Molecular and Systems Biology approaches in stem engineering and regenerative medicine

Cardiovascular disease is the leading cause of mortality worldwide. Regarded as the therapeutic gold standard, treatment with autologous grafts suffers from several technical and patient-related risks. Tissue engineered small diameter blood vessels may provide a promising alternative solution as replacement grafts. In this study, we employed adult and induced pluripotent stem cells to engineer fully functional vascular grafts that were implanted into the arterial circulation of a physiologically relevant ovine animal model. I will present results on the development of strategies to improve the quality and function of adult mesenchymal stem cells (MSC), which suffer from loss of cell function due to donor aging or culture senescence.
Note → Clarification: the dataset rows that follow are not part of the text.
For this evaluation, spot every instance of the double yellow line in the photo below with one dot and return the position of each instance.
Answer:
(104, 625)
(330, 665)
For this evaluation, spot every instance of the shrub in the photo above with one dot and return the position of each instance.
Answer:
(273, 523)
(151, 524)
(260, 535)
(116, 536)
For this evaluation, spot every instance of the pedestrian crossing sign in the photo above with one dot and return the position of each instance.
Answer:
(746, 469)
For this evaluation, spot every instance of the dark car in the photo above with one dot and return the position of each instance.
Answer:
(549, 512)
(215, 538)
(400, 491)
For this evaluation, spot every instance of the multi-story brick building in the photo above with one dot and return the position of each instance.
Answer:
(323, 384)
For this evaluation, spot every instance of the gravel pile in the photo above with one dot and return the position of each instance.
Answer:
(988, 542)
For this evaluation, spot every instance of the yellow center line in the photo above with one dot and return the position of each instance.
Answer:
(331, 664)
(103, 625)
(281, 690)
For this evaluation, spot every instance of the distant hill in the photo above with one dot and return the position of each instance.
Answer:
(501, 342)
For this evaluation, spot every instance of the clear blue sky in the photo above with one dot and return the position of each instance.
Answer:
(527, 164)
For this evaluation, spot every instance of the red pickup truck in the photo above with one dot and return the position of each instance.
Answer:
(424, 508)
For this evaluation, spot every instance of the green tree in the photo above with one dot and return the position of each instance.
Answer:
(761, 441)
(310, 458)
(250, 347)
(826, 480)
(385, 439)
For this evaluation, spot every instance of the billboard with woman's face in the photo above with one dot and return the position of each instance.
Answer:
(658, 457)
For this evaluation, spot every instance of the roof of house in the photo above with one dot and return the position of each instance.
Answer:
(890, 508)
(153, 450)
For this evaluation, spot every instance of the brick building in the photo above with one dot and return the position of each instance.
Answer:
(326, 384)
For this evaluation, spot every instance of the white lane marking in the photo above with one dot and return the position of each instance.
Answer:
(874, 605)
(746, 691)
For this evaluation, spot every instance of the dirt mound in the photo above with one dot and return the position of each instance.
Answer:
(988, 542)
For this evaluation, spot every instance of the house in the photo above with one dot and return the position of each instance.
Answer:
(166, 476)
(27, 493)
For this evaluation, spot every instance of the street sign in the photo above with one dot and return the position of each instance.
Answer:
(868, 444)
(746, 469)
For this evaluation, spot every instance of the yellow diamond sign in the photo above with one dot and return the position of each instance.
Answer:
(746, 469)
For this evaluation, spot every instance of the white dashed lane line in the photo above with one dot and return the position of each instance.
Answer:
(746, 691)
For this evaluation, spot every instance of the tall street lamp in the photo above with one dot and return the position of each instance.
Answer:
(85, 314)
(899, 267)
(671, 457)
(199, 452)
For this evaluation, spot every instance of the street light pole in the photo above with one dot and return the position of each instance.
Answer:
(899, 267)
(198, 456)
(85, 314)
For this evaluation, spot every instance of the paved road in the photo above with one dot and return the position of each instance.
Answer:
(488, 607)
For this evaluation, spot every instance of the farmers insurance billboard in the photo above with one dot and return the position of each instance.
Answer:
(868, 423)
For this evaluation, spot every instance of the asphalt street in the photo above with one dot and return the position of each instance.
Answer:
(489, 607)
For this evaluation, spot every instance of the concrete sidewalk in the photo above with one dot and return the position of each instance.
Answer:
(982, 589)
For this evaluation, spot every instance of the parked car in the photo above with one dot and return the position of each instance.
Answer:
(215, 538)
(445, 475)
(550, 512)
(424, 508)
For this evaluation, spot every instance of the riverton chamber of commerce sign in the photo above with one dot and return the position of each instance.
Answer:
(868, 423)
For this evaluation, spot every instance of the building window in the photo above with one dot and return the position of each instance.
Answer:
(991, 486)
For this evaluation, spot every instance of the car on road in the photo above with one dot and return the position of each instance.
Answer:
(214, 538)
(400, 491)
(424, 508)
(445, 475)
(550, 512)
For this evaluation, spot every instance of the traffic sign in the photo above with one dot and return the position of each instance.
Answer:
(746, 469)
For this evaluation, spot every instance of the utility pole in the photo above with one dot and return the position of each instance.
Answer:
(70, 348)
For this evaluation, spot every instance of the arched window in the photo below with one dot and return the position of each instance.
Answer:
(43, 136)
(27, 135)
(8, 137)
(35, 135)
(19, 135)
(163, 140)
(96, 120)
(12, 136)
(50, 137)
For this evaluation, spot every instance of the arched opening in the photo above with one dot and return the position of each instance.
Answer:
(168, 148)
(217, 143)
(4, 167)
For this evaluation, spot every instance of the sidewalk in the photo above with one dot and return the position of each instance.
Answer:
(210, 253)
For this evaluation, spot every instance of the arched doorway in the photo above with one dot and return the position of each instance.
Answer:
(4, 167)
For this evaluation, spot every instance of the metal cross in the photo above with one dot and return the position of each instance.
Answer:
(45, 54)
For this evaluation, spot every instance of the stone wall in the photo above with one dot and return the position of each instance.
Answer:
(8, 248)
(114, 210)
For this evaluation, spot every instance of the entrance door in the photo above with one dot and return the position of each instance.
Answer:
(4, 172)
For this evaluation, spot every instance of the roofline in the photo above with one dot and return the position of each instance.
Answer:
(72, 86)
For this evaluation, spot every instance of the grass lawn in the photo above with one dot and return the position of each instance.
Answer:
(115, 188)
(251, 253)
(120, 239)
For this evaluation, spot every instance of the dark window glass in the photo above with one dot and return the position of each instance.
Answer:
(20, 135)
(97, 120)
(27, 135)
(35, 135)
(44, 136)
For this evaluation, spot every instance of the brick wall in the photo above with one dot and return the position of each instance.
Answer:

Our laboratory recently showed that MSC originating from older donors suffer from limited proliferative capacity and significantly reduced myogenic differentiation potential. This is a major concern, as the patients most likely to suffer from cardiovascular disease are elderly. Notably, we discovered that delivery of a single pluripotency associate transcription factor, Nanog could reverse the proliferation and differentiation potential of MSC from adult donors. I will present data supporting this claim and our efforts to understand the mechanism of how Nanog promotes myogenic differentiation and contractile function of senescent MSC. Molecular engineering strategies to reverse the effect of organismal aging aim at enhancing the potential of MSC from aged donors for cellular therapy and vascular tissue regeneration.

In the second part of my presentation I will focus on the development of a novel technology that we call LentiViral microArray (LVA) and its application in monitoring stem cell differentiation in real-time. The conventional tools for investigating gene expression such as qPCR are laborious, cost intensive and they cannot provide functional information on the pathways involved in biological processes. On the other hand, LVA provides live-cell, high-throughput monitoring of biological pathway activation during MSC differentiation. We employed LVA with a library of lentiviral vectors to monitor pathway activation during MSC differentiation into multiple lineages including smooth muscle, bone, fat or cartilage. This approach also allowed us to identify differences in the kinetics of pathway activation between MSC from different anatomic locations, despite their similar differentiation potential. Notably, the LVA enabled screening of small molecule libraries to discover novel pathways that are involved in stem cell differentiation along specific lineages. Our results suggest that the LVA is a tool with great potential to enhance understanding of stem cell fate specification as well as pathway regulation and drug discovery.